Melody Forseth is another regular who has been coming to the studio weekly for the past couple of years. The 22-year-old mostly paints in acrylics and watercolours, and she has epilepsy, so she avoids strobe lights and lasers, which can bring on seizures. Forseth describes the studio as a warm, welcoming environment, where people help each other out and socialize.

"It's a great way to express myself," says Forseth. "They don't force you. They just ask you to try, and if you can't, you just go home, (but) at least you tried."

Quattrocchi says he sees growth in people as artists because they get to pursue their own goals with support.

"If they want to learn how to paint a water colour sky, we have people who can show them. We try to offer workshops and things, but we try to only direct people if they want to be directed, and we find that freedom people have tends to stimulate their creativity and they tend to go in directions they don't normally go," he says.

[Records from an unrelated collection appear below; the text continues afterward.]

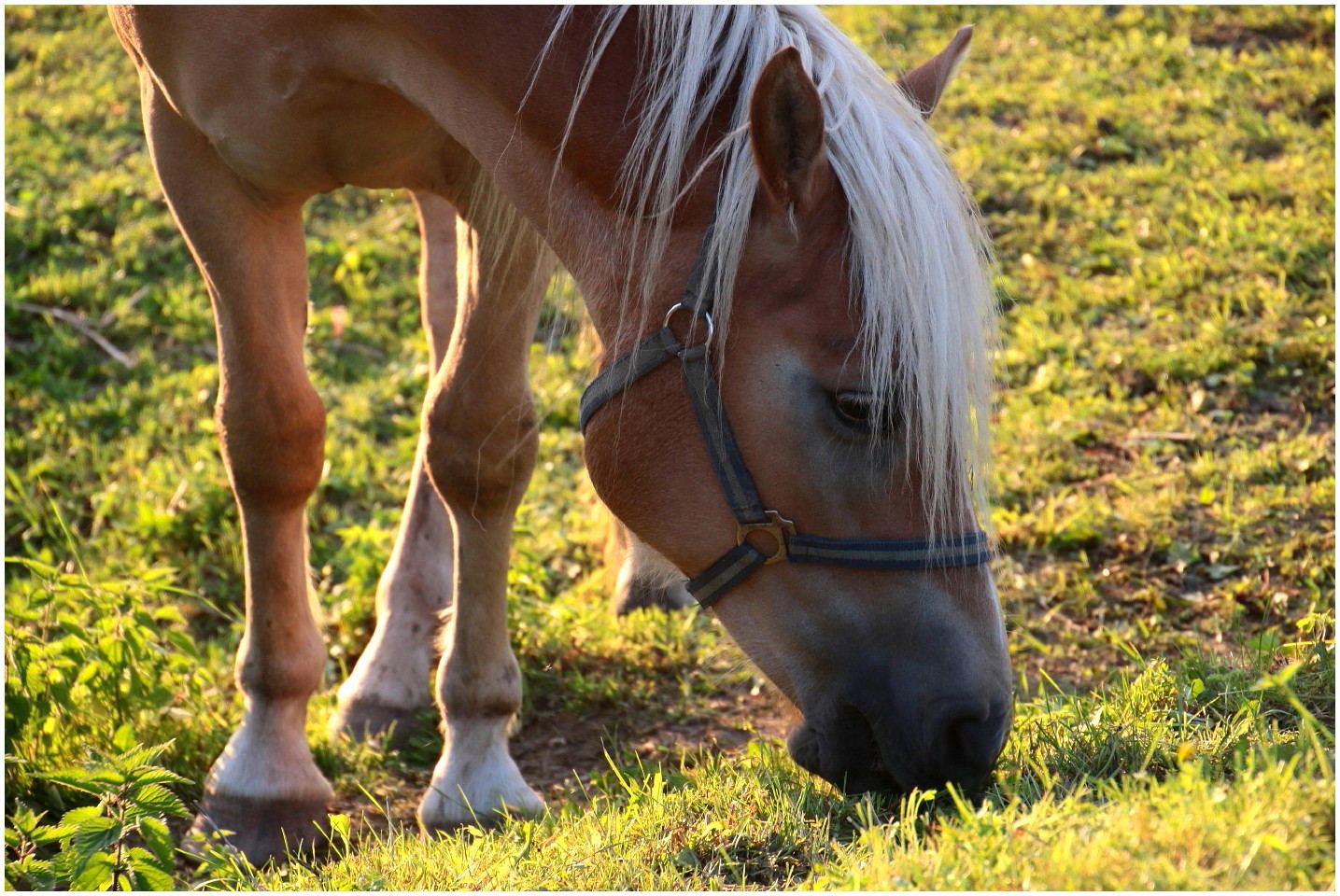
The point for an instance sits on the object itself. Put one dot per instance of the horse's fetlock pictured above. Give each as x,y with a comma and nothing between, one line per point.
495,694
275,675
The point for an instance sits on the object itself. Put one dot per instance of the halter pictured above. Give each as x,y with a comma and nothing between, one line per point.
737,564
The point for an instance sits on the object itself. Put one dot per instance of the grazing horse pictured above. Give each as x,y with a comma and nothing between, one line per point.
792,289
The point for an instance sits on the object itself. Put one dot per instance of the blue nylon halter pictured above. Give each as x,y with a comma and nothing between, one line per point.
737,564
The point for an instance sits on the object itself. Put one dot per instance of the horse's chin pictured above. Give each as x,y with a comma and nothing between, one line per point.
806,748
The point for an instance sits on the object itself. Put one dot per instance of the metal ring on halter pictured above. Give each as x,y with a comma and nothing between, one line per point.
778,526
680,305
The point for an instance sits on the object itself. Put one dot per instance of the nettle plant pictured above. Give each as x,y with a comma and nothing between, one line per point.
120,843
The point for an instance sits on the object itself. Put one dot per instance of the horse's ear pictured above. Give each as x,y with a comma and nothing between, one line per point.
924,83
787,130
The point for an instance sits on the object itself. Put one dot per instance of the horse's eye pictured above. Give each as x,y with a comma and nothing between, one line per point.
853,407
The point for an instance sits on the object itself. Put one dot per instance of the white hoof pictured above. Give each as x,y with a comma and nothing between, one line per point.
476,781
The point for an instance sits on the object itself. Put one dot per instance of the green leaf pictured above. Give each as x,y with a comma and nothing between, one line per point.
159,800
123,739
80,781
159,839
97,874
156,775
148,876
36,872
71,819
94,834
150,872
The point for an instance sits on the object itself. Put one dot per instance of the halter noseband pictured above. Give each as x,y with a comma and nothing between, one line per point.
737,564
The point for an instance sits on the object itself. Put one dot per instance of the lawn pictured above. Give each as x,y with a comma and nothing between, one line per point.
1159,188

Artists Helping Artists has been at the Royal Oak location since October. Before that, the studio was at BACI's headquarters on Norland Avenue, and before that in the Burnaby Heights Resource Centre, an old school that community groups were using before it was torn down in 2010.

Quattrocchi prefers the new space on Royal Oak, as it's more accessible to street traffic. He's hoping Artists Helping Artists will become a staple in the community.

"Because we are just in the new location, we are still developing that, but our goal is to be a place where people can drop in and have a cup of tea and look at the art and chat, and to be a resource centre for the community as a whole, rather than just our members," he says.

Quattrocchi's experience of being visually impaired and pursuing art helps him help other artists.

"It really helps me in this job because I've had to do it all myself, adapt methods to my own disability, my own ability. It gives me a new perspective because everyone who comes here approaches things differently. And even someone who doesn't have a disability mentally might approach things differently. Everyone has to develop that, so for me having to learn my own ways of doing things allowed me to approach it with a flexibility in terms of methodology."